スマートメーター危険説は「刺激が欲しい方々の茶飲み話」 CS支援センターに質問状

 電磁波問題市民研究会は、特定非営利活動法人化学物質過敏症支援センター(CS支援センター)に対して、以下の通り公開質問状を送付しました。


2017年3月24日

特定非営利活動法人
化学物質過敏症支援センター
理事長 広田しのぶ 殿

公開質問状

電磁波問題市民研究会
代表 野村 修身  

 平素より化学物質過敏症支援等のためにご活動しただき、ありがとうございます。

 貴法人発行の「CS支援第95号」(2017年2月23日付)に羽根邦夫氏による「大気汚染と血液脳関門と認知症そして化学物質過敏症」と題する記事(以下「本件記事」と言います。)が掲載されました。本件記事中に、「スマートメーターを危険とする説が、日常生活に刺激が欲しい方々のお好きな、茶飲み話程度であった」という文言が書かれていることを知り、私たちは驚きました。
 生活環境中の電磁波に反応して様々な症状が出る電磁波過敏症の方々が、スマートメーターから出る電磁波の影響を真剣に心配しています。また、スマートメーターによって、電磁波過敏症が悪化した等の健康被害を訴えている方々もいらっしゃいます。本件記事は、こうした方々を侮辱する表現に他ならず、化学物質過敏症発症者の支援を目的としたNPO法人の会報に上記のような文言が掲載されることは、あってはならないことと考えます(化学物質過敏症発症者の方々の多くが電磁波過敏症を併発していることは、貴法人もご存知の通りです)。

 本件記事に先立って貴法人が発行した「CS支援第90号」(2016年4月25日付)には、やはり羽根氏による「付録 スマートメーターについて」と題する記事(以下「前回記事」と言います。)が掲載されました。この前回記事は、スマートメーターからの電磁波について「一般市街地用は10mWの無線通信機で、帯域が狭いので家庭用の無線LANやWiFiより送信電力は小さい。
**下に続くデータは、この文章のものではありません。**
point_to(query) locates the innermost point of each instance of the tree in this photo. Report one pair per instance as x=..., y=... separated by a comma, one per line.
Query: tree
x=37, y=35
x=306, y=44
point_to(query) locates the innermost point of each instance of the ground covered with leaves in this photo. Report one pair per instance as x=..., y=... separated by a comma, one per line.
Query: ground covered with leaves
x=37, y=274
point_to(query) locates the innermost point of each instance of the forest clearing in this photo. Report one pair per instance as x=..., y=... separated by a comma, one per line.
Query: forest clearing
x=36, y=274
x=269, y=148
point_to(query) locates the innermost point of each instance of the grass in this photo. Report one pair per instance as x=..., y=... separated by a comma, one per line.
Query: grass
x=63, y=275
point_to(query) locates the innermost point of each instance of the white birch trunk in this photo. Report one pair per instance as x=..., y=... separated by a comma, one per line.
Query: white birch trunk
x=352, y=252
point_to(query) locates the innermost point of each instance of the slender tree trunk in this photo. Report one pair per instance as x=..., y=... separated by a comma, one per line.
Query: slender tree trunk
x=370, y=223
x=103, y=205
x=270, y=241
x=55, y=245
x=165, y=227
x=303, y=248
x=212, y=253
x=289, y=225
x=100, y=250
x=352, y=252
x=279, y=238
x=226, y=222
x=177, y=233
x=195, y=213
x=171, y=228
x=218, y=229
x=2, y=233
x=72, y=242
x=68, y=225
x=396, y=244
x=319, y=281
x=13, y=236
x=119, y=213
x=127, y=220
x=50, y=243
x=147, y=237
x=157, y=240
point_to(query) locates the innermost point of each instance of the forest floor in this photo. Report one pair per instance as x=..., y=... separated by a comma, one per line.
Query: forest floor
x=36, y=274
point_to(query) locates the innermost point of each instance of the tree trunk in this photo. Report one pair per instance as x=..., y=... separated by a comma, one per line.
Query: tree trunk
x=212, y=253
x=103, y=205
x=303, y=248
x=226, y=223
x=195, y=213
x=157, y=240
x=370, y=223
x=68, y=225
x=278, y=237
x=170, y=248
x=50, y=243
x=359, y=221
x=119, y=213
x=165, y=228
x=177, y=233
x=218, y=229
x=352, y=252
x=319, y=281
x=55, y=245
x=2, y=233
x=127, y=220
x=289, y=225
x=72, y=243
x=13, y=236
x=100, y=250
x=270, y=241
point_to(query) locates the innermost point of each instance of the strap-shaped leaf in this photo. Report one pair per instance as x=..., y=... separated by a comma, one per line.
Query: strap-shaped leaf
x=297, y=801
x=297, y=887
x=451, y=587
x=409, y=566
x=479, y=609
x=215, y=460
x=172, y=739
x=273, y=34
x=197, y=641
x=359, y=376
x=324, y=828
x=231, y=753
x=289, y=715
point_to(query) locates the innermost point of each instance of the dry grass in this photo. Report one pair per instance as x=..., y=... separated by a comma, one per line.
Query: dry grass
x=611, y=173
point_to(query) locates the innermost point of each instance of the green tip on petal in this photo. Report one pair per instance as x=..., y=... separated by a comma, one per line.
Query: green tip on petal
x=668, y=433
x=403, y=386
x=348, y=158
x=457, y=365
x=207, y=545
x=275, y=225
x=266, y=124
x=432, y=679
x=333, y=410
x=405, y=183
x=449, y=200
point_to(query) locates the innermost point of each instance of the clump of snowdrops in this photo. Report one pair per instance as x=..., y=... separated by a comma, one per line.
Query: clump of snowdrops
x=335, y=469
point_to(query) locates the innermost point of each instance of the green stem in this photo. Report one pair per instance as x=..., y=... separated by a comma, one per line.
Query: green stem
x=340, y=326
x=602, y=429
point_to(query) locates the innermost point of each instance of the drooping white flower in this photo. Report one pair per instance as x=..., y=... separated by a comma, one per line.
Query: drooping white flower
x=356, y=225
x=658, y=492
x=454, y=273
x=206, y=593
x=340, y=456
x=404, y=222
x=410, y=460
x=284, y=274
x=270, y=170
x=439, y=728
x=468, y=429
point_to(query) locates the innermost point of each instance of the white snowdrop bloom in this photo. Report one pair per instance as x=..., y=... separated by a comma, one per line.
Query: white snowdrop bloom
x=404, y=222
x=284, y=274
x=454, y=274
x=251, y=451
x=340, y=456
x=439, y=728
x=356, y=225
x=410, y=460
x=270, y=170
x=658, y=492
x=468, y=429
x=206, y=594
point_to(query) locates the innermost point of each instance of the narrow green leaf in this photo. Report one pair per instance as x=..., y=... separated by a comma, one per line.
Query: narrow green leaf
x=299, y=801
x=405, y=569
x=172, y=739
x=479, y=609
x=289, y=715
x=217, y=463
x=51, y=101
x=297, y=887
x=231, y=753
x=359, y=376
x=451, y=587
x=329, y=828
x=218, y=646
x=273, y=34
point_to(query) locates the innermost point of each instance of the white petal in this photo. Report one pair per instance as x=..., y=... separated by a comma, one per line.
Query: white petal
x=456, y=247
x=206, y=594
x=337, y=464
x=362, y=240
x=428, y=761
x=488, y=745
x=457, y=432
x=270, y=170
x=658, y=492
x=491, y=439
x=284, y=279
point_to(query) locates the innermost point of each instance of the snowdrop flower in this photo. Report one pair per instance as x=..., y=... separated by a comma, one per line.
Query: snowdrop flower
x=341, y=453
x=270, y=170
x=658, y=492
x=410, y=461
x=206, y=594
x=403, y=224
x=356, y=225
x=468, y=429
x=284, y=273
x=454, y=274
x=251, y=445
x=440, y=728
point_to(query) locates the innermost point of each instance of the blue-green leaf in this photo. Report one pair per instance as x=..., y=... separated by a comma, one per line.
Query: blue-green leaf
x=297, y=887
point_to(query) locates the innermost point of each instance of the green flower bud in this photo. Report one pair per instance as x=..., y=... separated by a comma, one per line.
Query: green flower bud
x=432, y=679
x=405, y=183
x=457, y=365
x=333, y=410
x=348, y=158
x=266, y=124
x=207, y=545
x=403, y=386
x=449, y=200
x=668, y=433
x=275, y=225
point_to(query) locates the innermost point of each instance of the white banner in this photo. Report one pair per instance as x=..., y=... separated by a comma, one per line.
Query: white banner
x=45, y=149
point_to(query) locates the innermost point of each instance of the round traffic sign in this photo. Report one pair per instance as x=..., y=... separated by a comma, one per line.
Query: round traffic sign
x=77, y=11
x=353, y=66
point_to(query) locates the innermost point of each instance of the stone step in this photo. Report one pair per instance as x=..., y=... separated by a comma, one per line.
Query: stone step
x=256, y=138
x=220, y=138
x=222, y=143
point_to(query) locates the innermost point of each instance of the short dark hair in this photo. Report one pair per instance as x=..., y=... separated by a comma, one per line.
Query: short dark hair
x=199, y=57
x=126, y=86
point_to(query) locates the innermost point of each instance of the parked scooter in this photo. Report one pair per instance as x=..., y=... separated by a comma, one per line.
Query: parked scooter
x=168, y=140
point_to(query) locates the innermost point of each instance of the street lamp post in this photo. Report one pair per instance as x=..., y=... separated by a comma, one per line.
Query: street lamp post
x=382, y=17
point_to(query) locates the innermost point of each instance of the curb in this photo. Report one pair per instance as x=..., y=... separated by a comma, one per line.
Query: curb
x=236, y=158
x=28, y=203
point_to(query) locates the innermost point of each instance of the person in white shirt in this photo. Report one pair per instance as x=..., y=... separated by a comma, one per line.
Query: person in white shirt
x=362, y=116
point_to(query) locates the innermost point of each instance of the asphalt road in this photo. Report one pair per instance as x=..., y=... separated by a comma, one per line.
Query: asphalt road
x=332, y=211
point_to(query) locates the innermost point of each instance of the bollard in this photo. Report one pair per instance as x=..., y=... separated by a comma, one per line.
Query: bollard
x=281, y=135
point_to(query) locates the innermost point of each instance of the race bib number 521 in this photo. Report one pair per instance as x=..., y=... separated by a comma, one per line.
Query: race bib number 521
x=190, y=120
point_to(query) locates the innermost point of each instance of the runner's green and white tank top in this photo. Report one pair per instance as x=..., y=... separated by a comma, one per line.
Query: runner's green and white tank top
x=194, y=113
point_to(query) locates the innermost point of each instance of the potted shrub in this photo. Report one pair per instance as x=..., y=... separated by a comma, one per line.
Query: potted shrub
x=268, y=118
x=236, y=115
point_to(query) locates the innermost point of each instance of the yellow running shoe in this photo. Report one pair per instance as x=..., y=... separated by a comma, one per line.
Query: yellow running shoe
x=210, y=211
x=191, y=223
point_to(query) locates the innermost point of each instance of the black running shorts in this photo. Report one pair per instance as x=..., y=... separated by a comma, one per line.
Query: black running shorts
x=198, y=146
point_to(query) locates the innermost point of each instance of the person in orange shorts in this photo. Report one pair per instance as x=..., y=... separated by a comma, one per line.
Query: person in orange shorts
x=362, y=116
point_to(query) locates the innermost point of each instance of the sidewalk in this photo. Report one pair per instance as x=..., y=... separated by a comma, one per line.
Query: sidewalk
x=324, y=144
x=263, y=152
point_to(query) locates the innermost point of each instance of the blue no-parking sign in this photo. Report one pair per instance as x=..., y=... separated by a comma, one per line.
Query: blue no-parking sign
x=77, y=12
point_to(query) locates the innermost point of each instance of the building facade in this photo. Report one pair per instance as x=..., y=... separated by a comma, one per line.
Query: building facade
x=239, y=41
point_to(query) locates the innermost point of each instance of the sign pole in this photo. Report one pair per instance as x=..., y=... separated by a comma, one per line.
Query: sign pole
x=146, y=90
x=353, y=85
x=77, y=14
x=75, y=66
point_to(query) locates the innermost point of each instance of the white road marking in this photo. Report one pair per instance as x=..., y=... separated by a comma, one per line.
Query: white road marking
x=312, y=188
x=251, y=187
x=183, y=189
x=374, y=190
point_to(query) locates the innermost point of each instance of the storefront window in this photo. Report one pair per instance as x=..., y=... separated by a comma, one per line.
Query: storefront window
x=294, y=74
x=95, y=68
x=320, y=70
室内のメーター背面から1m離れれば検出不能」「通信の頻度は、無線マルチホップ方式が周辺のメーターの密度に依存するので、一概に言えないが、30分ごとに0.1秒程度の送信を行う程度」を根拠として、「マルチホップ方式とWiFi方式は電磁波過敏症でも無視できます」と断定しています。

 この前回記事に対し、当会は「電磁波研会報第100号」(2016年5月29日付)に掲載した記事で、「電磁波過敏症でも無視できる」という結論には疑問があること、および、その結論の根拠として羽根氏が挙げているデータに誤りがあることを、以下の通り指摘しました。
(1)市街地で主に採用される通信方式である無線マルチホップの最大出力は「10mW」ではなく「20mW」である
(2)無線マルチホップはバケツリレー方式でデータを受け渡しするので通信頻度も「30分ごと」ではなく、コンセントレーターにもっとも近いスマートメーターは30分間に数百回通信する場合もあり得る
(3)スマートメーターはすべての家庭や事業所に設置されようとしているので、高密度設置による影響も考慮すべきである
(4)そもそも、電磁波過敏症の方が「無視できる」電磁波の強さについて確たるデータは存在しない

 貴法人は、前回記事に対する上記の通りの指摘に対して、公に何の反応を示すこともないまま、本件記事の掲載に至りました。
 つきましては、以下の通り質問します。本質問状送達から1カ月以内に文書にてお返事ください。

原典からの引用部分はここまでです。